Rod by rod and yard by yard I worked my way to the windward, sometimes stopping to draw free breath, and sometimes turning my back to the heavier squalls until they passed by, but at last I saw that I had reached the shore, and plunging thigh-deep through the heavy drifts I got inside the belt of forest and, for the time, was sheltered from the sweep of the freezing gale. How I made the last quarter of a mile I can hardly say. More than once I was afraid of swooning, for my throat and mouth were parched and dry, and my lungs seemed cramped with their heavy burden, but I staggered on and at last stood shivering and freezing in the windblow where I had left the wagon. But the horse was gone. I felt that it would be an idle waste of time to look for him, as he had likely taken the back track home, and knowing that it was an icy death to remain where I was much longer, I hung my geese in the willows, and started back to Clarke's afoot. I shall never attempt to portray the agonies of that journey home, but will say that I remember, like a horrible nightmare, how the old front door of the West hotel flew open in the dark, late that evening, and how Hardin's voice, called out loudly:

"We've got to find the d--d fool some way, and that's all there is to it. 'Spose he's stiff as a poker by this time."

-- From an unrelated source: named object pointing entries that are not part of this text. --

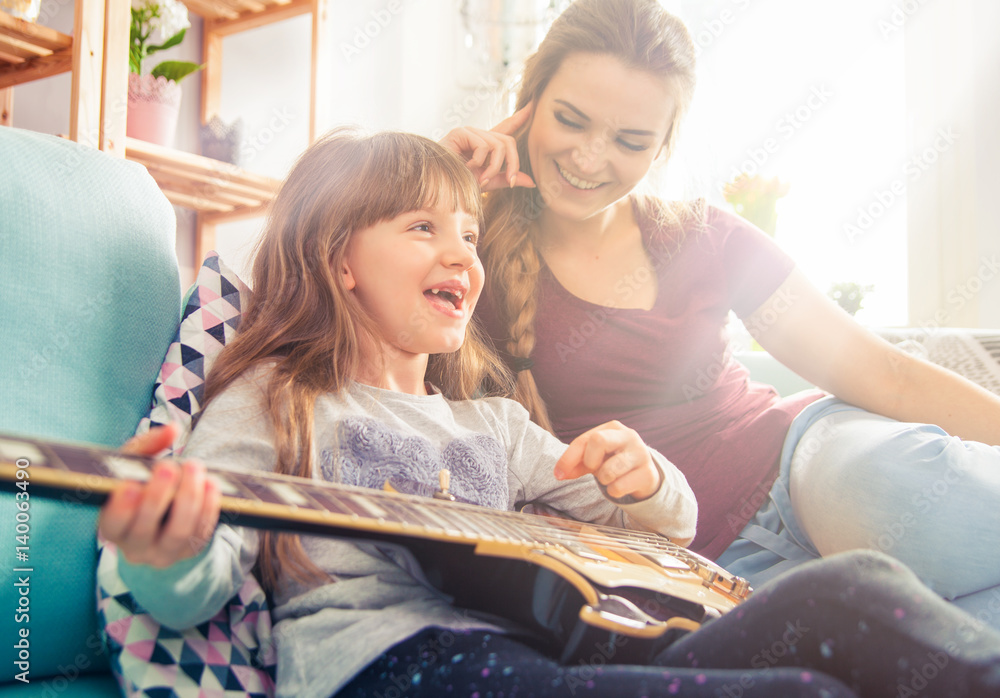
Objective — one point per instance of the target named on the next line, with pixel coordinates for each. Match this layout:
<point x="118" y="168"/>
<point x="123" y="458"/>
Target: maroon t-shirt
<point x="667" y="372"/>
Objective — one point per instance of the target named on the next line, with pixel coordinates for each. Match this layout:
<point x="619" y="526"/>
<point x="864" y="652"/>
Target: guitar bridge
<point x="616" y="614"/>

And as I sit here writing these lines on this gray February day, I can still hear the wild clangor of that rising flock of geese, and while there is an exquisite charm in recalling my really terrible experience and glowing in the physical and mental strength and endurance which made it possible for me to live through that occasion, I would not take such a chance again for all the geese between Patagonia and the Arctic circle. Oh, yes, the recollection of that scene of storm and danger is now really inspiring, the frozen snow wreath a halo, and the five big Canadas I killed a greater pleasure than any hundred I ever killed before or since, but never again would I take such a chance.

Yes, we had a great shoot two days after that and killed more geese in a single morning and evening than you could kill today in a whole year!